Brian Flanagan presents "Dialogue in a Humbled Church," the 2019 Msgr. Philip J. Murnion Lecture, at a March 29 event sponsored by the Bernardin Center at Catholic Theological Union in Chicago. (Courtesy of Catholic Theological Union/Mark Campbell)
To counteract polarization in the church and the country, the Catholic Church needs to approach both with humility — which is also an appropriate response to its mishandling of clerical sex abuse, said theologian Brian Flanagan.
"We were not humble, and now we have been humbled — humiliated, even, which comes from the same word — by what we have done and failed to do," said Flanagan, associate professor of theology at Marymount University in Arlington, Virginia.
Lack of humility was a "contributing factor" to the twin crises of sexual abuse and cover-up, Flanagan said. So was "a false theology of the church unable to name ecclesial limitation and ecclesial sin," which instead saw "ecclesial holiness as perfection."
But by reclaiming humility as a virtue for the institution as a whole — rather than only for individuals — the church could offer a powerful model of Christ's humility, through truth-telling that acknowledges both the church's holiness and its sinfulness, he said.
Such truth-telling "says that we are not God and do not have all the answers, but that we also have a story to tell and a truth to share about who we are and what God has done for us and for our world," he said.
Flanagan's talk "Dialogue in a Humbled Church," was this year's Msgr. Philip J. Murnion Lecture at a March 29 Catholic Common Ground Initiative event, sponsored by the Bernardin Center at Catholic Theological Union in Chicago. Murnion and Bernardin founded the initiative in 1996.
The kind of dialogue practiced by the Catholic Common Ground Initiative, Flanagan said, is a necessary and "key practice" and "key habit" of the humility he calls for in his recent book, Stumbling in Holiness: Sin and Sanctity in the Church.
Advertisement
"Only a humble church can enter into dialogue, not as a superior, but as a dialogue partner," he said, noting that the church should be open to learning from the world about things such as human rights, sexuality and religious liberty.
This comes with the caveat that sometimes humility has been misinterpreted and misused to encourage the powerless to accept their lot, Flanagan said.

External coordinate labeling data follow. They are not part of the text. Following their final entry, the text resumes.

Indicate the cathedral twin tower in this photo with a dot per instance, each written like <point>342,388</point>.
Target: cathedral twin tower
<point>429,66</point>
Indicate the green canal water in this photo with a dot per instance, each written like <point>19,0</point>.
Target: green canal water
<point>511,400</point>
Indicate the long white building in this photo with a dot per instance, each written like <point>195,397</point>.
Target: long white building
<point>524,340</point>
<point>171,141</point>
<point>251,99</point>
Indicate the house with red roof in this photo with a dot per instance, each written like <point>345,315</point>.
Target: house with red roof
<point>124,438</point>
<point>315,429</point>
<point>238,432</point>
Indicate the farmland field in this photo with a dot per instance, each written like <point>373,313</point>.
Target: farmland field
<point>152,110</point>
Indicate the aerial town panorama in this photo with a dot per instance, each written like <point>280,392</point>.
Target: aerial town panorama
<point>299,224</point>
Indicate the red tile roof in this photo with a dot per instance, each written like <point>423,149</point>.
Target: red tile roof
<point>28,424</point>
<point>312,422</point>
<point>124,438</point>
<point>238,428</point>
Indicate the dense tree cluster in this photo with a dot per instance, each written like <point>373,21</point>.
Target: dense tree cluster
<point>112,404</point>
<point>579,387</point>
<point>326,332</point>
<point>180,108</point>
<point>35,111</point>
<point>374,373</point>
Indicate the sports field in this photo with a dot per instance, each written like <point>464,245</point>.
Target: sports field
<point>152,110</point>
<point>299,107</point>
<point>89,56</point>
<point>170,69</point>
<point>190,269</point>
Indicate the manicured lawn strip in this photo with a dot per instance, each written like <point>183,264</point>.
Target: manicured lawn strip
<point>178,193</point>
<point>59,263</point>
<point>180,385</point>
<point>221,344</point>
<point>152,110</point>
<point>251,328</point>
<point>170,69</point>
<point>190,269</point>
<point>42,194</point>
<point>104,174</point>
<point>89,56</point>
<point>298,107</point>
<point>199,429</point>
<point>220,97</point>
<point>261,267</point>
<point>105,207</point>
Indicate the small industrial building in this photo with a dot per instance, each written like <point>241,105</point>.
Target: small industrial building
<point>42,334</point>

"Encouraging that kind of humility is precisely the sort of thing that keeps lay people in their place, paying, praying and obeying, keeps clergy quiet in the face of mismanagement or injustice, keeps abuse victims silent or told to 'offer it up,' " he said.
Instead, he proposed a "vision of humility as a form of Christ-like power," that would include a church that is small, poor and even weak.
Smallness would not necessarily refer to numbers, as in a "holy remnant" or "Benedict option," Flanagan said, but rather the idea of "becoming like little children" or like a God who speak in the "still, small whisper."
A humble church would not just be — and be for — the materially poor, but also embrace "the greater poverty of spirit that also might be called for: a church that has nothing of its own and that relies upon God for its life, for its identity, for its existence."
Looking to the example of Jesus, "who fought against the powers of the world with his words and with his self-giving rather than with an army of angels," the church could model weakness, "in comparison to the ideals of power that we find in our world," he said.
A "self-emptying church" would be one that "empties itself in fidelity to its mission but holds nothing back for its own security except its trust in God," he said.
John Carr, second from left, receives the Cardinal Joseph Bernardin Award from the Catholic Common Ground Initiative (Courtesy of Catholic Theological Union/Mark Campbell)
As a metaphor for humility, Flanagan offered theologian Peter Phan's model of the church as "migrant people of God" — or even the "refugee people of God" — that "points to the church's utter lack of safety, utter lack of security outside of the care of God."
Although he stressed that the church must acknowledge both its holiness and its sinfulness, too often, especially in the past two centuries, the church has shied away from recognizing ecclesial sin and has denied the church's humanity.
Humility will require "confessions, repentance, lament and reparation" of the church's sins and honesty about the church's past. "No dialogue succeeds without truth-telling," Flanagan said.
Modeling such truth-telling and humility was the recipient of this year's Cardinal Joseph Bernardin Award from the Catholic Common Ground Initiative, John Carr, director of the Initiative on Catholic Social Thought and Public Life at Georgetown University.
In presenting the award, Common Ground chair Fr. Michael Place called Carr "a true north Catholic."
Carr, who formerly worked for the U.S. bishops' conference, said Cardinal Bernardin taught him how "to bring people in, instead of pushing them away."
Bernardin was an "engage and persuade kind of leader," Carr said, as is Pope Francis.
"If you think we've lost the culture, then you hunker down. You try to preserve and protect. You judge and you condone," he said. "If you think you have, in Catholic social teaching and in the Gospel, what we need, then you engage and persuade."
Carr, who recently went public with his own abuse by a priest when he younger, remains hopeful even in this "disorientating and even demoralizing time."
"Even in tough times, we are more than our failures," he said.